In a recent front-page New York Times article (October 5, 2016) two authors reviewed what they thought were disastrous results of referendums around the world, including Brexit in the U.K., the peace accords in Colombia, a constitution in Thailand, and more.
The results of these referendums, according to The Times, “eroded their own [the voters] rights and ignited political crises,” thereby underpinning “why many political scientists consider referendums messy and dangerous.” Referendums “often subvert democracy rather than serve it,” because “voters must make their decisions with relatively little information, forcing them to rely on political messaging – which puts power in the hands of political elites rather than those of voters.”
The article continues by quoting a professor who “in some cases” found that “most people” couldn’t remember the arguments on either side of the controversy and were “not really quite sure why they voted yes or no.” This observation led to the article’s conclusion, a quote by Harvard economics Professor Kenneth Rogoff: “The idea that somehow any decision reached anytime by majority rule is necessarily ‘democratic’ is a perversion of the term.”
Aside from the fact the article gives the impression ordinary voters are stupid, surely the authors based their conclusions on shaky evidence. When they say “many political scientists consider referendums messy and dangerous,” they leave open the possibility that many more political scientists view the referendum as an essential tool of democracy. And when they write that in “some cases” “most people” couldn’t remember the arguments, they leave open the possibility that in the vast majority of cases most people do remember the arguments. And while they discount referendums as a democratic instrument, their arguments equally apply to all elections in democratic societies since voters are compelled to again “rely on political messaging – which puts power in the hands of political elites.”
More importantly, however, the article completely overlooks how much the mainstream media – including The New York Times – is responsible for leaving the electorate “with relatively little information” to make an informed decision.
During the Brexit campaign, for example, right-wing politicians pushing for Brexit advertised that the £350 million a week that the U.K. gives to the European Union could instead go to the underfunded National Health System if the British voted to leave the E.U. The day after the leave vote prevailed, the same politicians admitted this promise wasn’t going to be kept.
But a responsible media could have alerted the public that the promise was most likely hollow. First, the right wing does not support the popular public health system but has been intent on privatizing it and so is not really interested in fully funding it. Second, while the U.K. gives the E.U. £350 million a week, it gets back more than it gives, making the promise to divert £350 million to the health care system look financially untenable.
More recently, the British mainstream media ran countless articles on an episode involving Jeremy Corbyn, leader of the Labour Party and Richard Branson, who heads up Virgin Trains. The British railways were privatized in the 1990s, and many argue the service has deteriorated. Corbyn was filmed sitting on the floor of one of Branson’s trains while complaining of overcrowding. In response, Branson posted a film showing Corbyn walking by many vacant seats on the train. In one clip, however, the seats are clearly marked with tickets indicating they are reserved. And some passengers reported that in another clip seats that might look empty from the camera angle in fact had clothing on them to signal they were taken. Corbyn explained that he was looking for two seats together so he could sit with his wife. Even The New York Times jumped into the fray and reported on the Corbyn-Branson episode.

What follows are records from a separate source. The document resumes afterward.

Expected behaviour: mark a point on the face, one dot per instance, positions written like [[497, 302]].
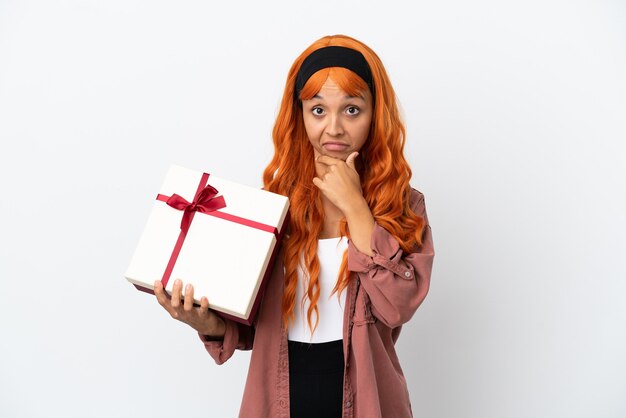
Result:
[[337, 124]]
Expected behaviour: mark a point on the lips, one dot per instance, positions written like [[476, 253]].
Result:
[[335, 146]]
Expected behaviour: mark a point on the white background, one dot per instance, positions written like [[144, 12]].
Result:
[[516, 128]]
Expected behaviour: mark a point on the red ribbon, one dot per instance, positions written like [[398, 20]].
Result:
[[204, 201]]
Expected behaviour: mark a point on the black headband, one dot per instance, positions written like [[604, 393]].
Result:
[[333, 56]]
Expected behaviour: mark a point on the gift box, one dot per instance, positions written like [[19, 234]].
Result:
[[218, 235]]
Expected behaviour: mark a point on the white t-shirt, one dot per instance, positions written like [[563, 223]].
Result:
[[330, 327]]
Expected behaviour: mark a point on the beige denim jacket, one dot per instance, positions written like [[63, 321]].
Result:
[[384, 293]]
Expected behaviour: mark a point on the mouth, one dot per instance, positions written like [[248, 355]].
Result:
[[335, 146]]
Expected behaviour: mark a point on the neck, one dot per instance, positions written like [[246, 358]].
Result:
[[332, 216]]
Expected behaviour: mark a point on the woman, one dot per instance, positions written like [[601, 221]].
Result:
[[358, 232]]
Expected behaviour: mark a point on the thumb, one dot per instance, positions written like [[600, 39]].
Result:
[[350, 160]]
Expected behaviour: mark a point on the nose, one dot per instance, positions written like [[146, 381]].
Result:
[[335, 126]]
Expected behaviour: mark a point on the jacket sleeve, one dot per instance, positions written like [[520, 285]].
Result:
[[396, 283], [236, 337]]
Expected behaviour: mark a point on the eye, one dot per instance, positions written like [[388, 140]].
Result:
[[317, 111], [353, 110]]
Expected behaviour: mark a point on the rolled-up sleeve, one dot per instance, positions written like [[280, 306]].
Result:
[[395, 282], [236, 337]]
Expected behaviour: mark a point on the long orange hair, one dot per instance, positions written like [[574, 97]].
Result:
[[385, 173]]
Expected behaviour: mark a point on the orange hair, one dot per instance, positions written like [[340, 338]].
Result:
[[385, 174]]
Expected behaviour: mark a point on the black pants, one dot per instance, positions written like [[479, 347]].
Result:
[[316, 379]]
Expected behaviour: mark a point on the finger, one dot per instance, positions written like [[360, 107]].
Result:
[[204, 304], [326, 160], [158, 291], [188, 297], [350, 160], [176, 290], [318, 182]]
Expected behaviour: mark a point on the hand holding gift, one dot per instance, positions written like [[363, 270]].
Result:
[[200, 318]]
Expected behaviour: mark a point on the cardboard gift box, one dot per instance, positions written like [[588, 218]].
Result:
[[218, 235]]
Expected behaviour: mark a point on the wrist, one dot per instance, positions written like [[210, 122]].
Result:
[[217, 331]]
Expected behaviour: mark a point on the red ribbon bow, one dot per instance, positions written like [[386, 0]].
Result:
[[204, 202]]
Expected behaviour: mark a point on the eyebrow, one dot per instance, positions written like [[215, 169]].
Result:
[[317, 96]]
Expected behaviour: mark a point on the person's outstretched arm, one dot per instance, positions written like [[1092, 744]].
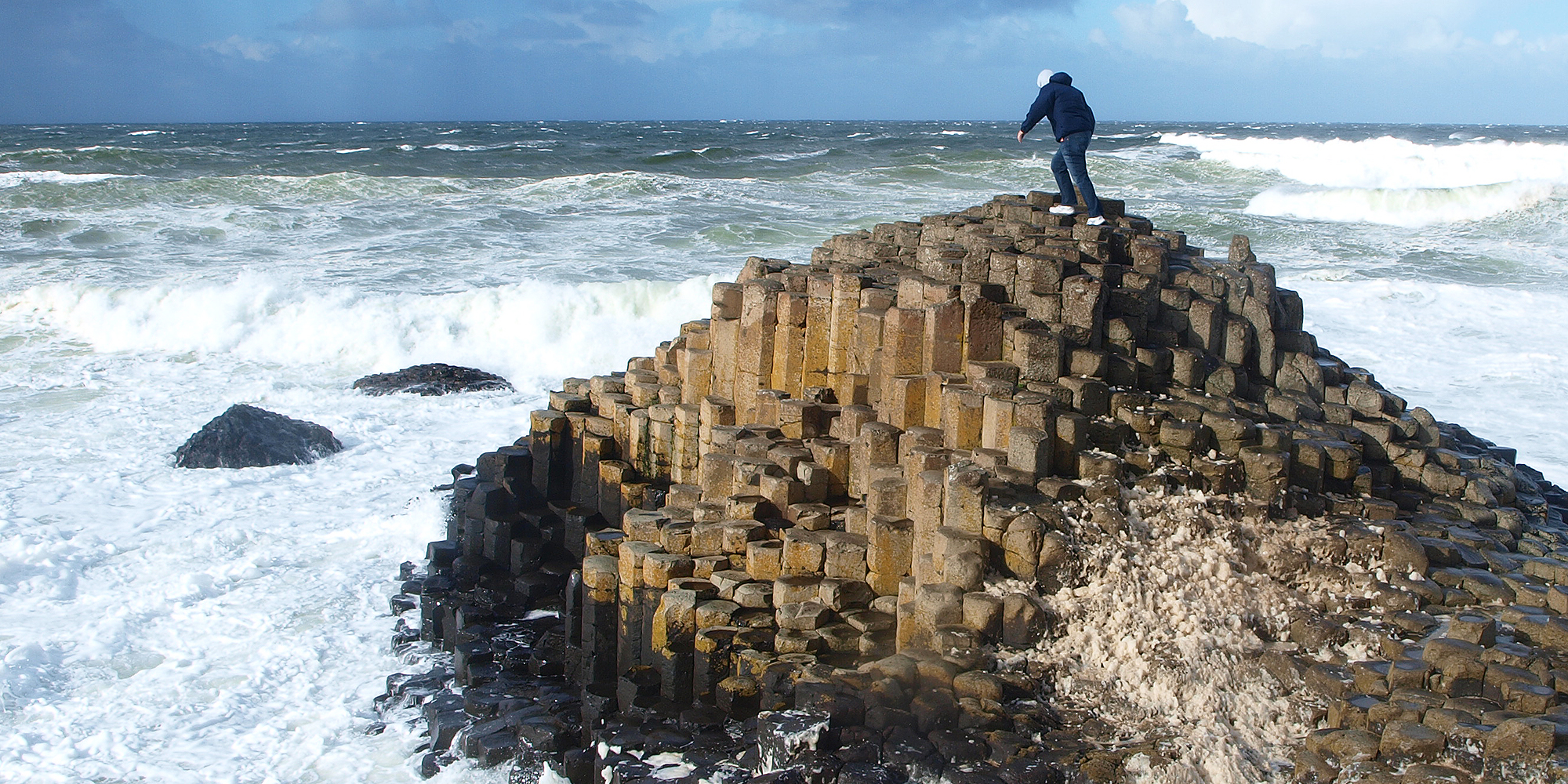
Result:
[[1037, 111]]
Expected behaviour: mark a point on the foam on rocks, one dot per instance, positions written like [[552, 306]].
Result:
[[432, 380], [995, 498], [249, 437]]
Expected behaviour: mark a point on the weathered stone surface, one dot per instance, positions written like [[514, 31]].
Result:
[[247, 437], [432, 380], [884, 449]]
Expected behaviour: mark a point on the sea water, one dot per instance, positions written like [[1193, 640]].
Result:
[[167, 625]]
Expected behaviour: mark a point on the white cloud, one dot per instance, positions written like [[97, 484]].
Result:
[[1335, 27], [730, 29], [244, 48]]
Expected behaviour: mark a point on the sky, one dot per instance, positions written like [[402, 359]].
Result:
[[1464, 62]]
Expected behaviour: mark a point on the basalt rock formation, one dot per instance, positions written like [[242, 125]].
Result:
[[432, 380], [249, 437], [832, 532]]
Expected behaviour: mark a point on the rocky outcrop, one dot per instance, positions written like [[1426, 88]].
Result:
[[432, 380], [249, 437], [832, 532]]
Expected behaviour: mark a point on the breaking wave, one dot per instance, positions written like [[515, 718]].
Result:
[[1407, 208]]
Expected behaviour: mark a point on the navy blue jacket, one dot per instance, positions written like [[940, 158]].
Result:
[[1065, 106]]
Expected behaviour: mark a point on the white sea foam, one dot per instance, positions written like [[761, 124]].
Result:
[[1385, 162], [524, 332], [12, 180], [198, 626], [1399, 206]]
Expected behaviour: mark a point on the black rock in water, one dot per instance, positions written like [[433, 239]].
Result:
[[432, 380], [249, 437]]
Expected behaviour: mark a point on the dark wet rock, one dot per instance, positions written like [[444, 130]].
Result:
[[432, 380], [249, 437]]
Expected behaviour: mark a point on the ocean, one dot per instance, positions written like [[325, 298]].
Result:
[[211, 626]]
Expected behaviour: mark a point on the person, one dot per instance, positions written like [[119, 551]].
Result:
[[1072, 125]]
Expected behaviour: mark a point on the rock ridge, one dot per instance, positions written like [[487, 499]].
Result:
[[852, 526]]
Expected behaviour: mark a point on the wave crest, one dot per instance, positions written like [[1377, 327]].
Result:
[[524, 332], [1410, 208], [1385, 162]]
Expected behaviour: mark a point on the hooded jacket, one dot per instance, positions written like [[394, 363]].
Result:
[[1065, 106]]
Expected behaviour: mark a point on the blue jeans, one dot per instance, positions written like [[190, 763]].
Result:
[[1070, 159]]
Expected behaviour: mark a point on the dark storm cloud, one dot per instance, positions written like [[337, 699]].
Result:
[[81, 60]]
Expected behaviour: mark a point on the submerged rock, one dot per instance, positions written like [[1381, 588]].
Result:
[[249, 437], [432, 380]]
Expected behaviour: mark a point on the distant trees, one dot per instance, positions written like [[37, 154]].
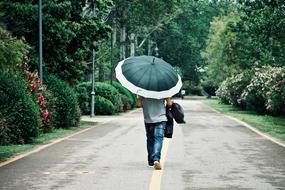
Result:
[[68, 34], [250, 36]]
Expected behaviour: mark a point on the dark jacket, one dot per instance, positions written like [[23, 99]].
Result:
[[169, 124], [176, 113]]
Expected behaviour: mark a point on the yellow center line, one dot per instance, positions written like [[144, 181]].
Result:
[[155, 180]]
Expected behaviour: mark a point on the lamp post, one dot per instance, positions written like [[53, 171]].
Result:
[[40, 42], [93, 82], [156, 51]]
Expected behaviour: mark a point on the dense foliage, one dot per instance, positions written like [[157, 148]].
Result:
[[65, 112], [68, 33], [120, 98], [11, 51], [19, 119]]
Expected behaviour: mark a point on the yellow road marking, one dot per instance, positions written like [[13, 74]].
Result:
[[155, 180]]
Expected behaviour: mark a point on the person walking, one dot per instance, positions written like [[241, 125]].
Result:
[[154, 113]]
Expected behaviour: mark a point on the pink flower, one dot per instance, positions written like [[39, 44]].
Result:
[[41, 99], [45, 114]]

Despite all the coverage, it was impossible for the reader to draw any hard conclusions, given the data that was provided. But more importantly, frankly, who cares? Conversely, it would have been extremely useful for the media to conduct a study of the British railway system both before and after privatization so that the British people could make an informed decision over which system offers the better service. In fact, 58 percent of the British public favors re-nationalization, but a comparative study would give them hard evidence that either supports their position or provides convincing grounds for changing it.
During his recent campaign for leadership of the Labour Party, Jeremy Corbyn was repeatedly vilified by his opponents. The media dutifully and uncritically reported the attacks and seldom gave space for Corbyn’s responses. The coverage was so bad that 51 percent of the British public said the media were biased against Corbyn. Even worse, researchers at the London School of Economics conducted a study that found 75 percent of the press reports “misrepresents” Corbyn.
The New York Times coverage of the Hillary Clinton/Bernie Sanders primary did not sink to the depths of depravity as the British press coverage of Corbyn. But The Times had its own way of spinning the information to favor Clinton. Her successes were prominently displayed on the front page; Sanders were buried in the back pages. Initially, The Times treated Sanders as a fringe candidate, showing how much the paper is out of touch with ordinary people. And The Times went out of its way to find economists who would disparage Sanders’ platform while ignoring those that supported him.
There should be no surprise that the mainstream media have little interest in giving socialists, or even social democrats, a fair hearing, nor do they have much interest in conducting the kind of investigative journalism that might support the superiority of nationalized industries. The private corporate media have their own interests to defend.
Next time The New York Times chooses to deride ordinary people, it would do well to look in the mirror. Its dark conclusions are only a dim reflection of itself. And although majority rule might be messy, it is superior to the minority rule of self-appointed “elites.”